Il giorno dopo la storica ordinanza della Corte Internazionale di Giustizia, che ha incrinato l’onnipotenza di Israele, imponendogli una serie di obblighi precisi da rispettare, fra cui quello di adottare: “misure immediate ed efficaci per consentire la fornitura di servizi di base e di assistenza umanitaria urgentemente necessari per affrontare le condizioni di vita avverse dei palestinesi nella Striscia di Gaza.”, è partita la vendetta di Netanyahu contro l’ONU. Israele ha identificato 13 dipendenti dell’UNRWA come compartecipi dell’attacco del 7 ottobre e ha chiesto che l’Agenzia sia smantellata. Immediatamente gli Stati Uniti hanno dichiarato di tagliare i fondi all’UNRWA ed a questa decisione si sono allineati con perfetto tempismo gli alleati più fedeli di Washington. Tajani non ha avuto alcuna vergogna a aderire al bando nei confronti dell’UNRWA. Orbene il fatto che, tra oltre 12.000 dipendenti nella Striscia di Gaza, 13 persone siano state ipoteticamente coinvolte in qualche tipo di attività criminale non giustifica certo il taglio dei fondi a un’agenzia così importante e vitale per i palestinesi. Questo taglio si risolve in una ulteriore punizione collettiva contro la stremata popolazione di Gaza creando un ostacolo insuperabile per dare corso all’obbligo, sancito dalla Corte Internazionale di Giustizia civile, di fornire i servizi di base e l’assistenza sanitaria urgente necessaria per affrontare “le condizioni di vita avverse dei palestinesi nella Striscia di Gaza”. La Corte ha imposto delle misure urgenti per scongiurare il rischio di genocidio. Israele sta dimostrando di non avere alcuna intenzione di conformarsi alle decisioni dei giudici dell’Aja, ma gli altri Stati che hanno firmato la Convenzione dell’ONU contro il Genocidio dovrebbero vigilare che queste decisioni siano attuate, invece di aiutare Israele a eluderle, rendendo ancora più atroci le sofferenze della popolazione palestinese della Striscia.

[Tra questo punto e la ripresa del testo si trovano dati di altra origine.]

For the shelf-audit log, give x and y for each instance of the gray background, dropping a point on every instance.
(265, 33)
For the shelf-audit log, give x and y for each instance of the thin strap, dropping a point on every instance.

la Convenzione per la Prevenzione e Punizione del Crimine di Genocidio del 1948 non è un trattato qualsiasi, proibisce a tutti gli stati parte non solo di commettere genocidi, ma impone obblighi cogenti di prevenirli. Le misure dettate dalla Corte dell’Aja, sono finalizzate a prevenire il rischio di genocidio, boicottare questa misure strangolando l’UNRWA, l’unica agenzia Onu con la capacità logistica di dare effettività all’ordine giuridico di assicurare gli aiuti di sopravvivenza alla popolazione di Gaza, non è solo immorale: è complicità nel genocidio che si sta consumando sotto i nostri occhi.